Este modelo de violencia puede considerarse como positivo e incluso los ciudadanos tributan para que el Estado lo ejerza, pues al estar bajo la exclusiva administración de éste y sustentado en el apartado institucional legítimamente constituido, crea las condiciones para el sostenido desarrollo socio-económico que tanto anhelan los pueblos.

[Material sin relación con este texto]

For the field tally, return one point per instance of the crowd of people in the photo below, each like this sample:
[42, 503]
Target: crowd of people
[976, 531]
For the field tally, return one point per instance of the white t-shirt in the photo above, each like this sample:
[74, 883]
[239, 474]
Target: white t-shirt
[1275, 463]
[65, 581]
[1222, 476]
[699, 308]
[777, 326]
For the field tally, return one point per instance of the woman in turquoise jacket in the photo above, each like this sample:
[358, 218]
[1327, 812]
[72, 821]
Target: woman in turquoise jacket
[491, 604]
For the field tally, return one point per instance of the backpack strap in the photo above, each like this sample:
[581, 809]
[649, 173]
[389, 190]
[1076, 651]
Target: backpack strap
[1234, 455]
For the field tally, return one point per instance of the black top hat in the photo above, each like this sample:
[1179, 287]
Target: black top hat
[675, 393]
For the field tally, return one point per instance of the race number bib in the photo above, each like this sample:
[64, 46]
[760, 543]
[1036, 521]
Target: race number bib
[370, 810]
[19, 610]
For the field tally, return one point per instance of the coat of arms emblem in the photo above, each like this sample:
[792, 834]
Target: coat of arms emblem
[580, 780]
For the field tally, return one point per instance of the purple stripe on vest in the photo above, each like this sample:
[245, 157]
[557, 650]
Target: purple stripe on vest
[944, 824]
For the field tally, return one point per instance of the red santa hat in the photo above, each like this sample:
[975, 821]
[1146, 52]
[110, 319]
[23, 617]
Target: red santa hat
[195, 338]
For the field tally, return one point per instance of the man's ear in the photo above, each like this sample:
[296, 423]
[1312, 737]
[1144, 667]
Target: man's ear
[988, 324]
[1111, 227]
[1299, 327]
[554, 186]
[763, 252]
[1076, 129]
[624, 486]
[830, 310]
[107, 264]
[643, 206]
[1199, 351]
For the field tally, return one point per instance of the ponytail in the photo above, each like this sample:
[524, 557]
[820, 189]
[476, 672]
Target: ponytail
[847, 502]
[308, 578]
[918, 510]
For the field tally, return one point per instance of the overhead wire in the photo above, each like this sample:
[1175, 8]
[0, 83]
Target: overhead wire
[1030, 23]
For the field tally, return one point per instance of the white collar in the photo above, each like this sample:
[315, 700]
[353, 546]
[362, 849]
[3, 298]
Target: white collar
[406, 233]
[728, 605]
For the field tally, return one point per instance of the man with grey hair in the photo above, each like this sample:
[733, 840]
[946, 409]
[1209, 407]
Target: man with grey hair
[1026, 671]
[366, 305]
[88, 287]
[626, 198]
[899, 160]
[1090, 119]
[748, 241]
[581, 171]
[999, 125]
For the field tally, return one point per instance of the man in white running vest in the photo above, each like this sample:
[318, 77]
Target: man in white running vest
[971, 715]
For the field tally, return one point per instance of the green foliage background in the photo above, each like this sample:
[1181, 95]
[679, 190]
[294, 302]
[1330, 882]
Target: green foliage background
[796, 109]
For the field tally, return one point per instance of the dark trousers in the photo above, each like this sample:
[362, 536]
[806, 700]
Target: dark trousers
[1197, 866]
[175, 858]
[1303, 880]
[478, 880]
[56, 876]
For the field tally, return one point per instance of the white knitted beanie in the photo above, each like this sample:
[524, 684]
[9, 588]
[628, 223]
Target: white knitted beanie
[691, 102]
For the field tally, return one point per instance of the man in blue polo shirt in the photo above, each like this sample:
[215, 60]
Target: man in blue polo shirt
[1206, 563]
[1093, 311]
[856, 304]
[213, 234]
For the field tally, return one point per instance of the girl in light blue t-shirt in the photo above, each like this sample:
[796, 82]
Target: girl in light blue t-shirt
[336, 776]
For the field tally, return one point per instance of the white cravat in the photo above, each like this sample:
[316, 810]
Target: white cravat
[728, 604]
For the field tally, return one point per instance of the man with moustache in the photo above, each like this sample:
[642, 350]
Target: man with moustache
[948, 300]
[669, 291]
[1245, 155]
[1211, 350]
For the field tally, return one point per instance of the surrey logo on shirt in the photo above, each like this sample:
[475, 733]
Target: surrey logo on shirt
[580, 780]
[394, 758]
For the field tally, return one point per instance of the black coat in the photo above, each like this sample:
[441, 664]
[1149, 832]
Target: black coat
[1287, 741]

El ser humano debe ser el centro de todas las políticas públicas, pero para que ello funcione es preciso que exista una estructura organizacional que no solo las formule, sino también que imponga la fuerza institucional del Estado sobre todos los agentes que intervienen en el ciclo gubernamental administrativo, que asegure entre otras cosas, la transparencia en el uso de los recursos públicos, la subsidiaridad en beneficio de sectores desprotegidos, la efectiva rendición de cuentas y claro está, la sanción violenta para aquellos que vulneren la normativa legal establecida.
Troski por su parte establece que el Estado debe sustentarse sobre una plataforma inconmovible a la que él llama fuerza, criterio que no dista mucho del concepto de monopolio de la violencia del Estado de Weber. Esta fuerza debe ser el instrumento a utilizar, siempre que sea necesario, para el establecimiento pleno de la ley y el orden, condiciones indispensables para el ejercicio apropiado de los derechos, no importando a qué generación correspondan.